Quick stop for lunch on the beach near the campground at the Heads and we were off on the last section to Strahan itself. There followed a farcical frustrating time with a huge area of shallows before rounding a point and Strahan was in sight.

Everyone knows the saying not to count your chickens and this is so true with sea kayaking. The day is not over until both feet are on dry ground and the boat is above the high tide mark. However close one is to the shore don't take it for granted that you will actually get there.

We rounded the point, Strahan in sight about 12km away, and we could even see the pub and relax - 'we've done it'!

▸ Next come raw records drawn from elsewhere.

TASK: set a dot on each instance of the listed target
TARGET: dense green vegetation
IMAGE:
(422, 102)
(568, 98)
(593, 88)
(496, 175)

Then the NW change arrived, the water turned white and it was a 3 hour slog virtually all the way to the beach near the caravan park. Lynne was storming along, I was having trouble keeping up at times, we were going to get there if it killed us! Relax, patience, concentrate on a perfect paddling technique so not a smidge of energy is wasted, don't watch the shore creeping past at a snail's pace as it is far too demoralising and put your mind anywhere else but Macquarie Harbour in a gale.

We hit the beach just short of 5.20, ten hours since we left Granville, 70km covered, our longest day (by 2km) so far.

Food and beer beckoned, so in the dreary grey drizzle of a west coast afternoon we put up the tent, jumped in the shower still in our kayaking gear and went to eat and drink.

What a day, what a place, amazing.



Just inside Conical Rocks having negotiated the gap between the surf on our left and the rocks on our right. Phew!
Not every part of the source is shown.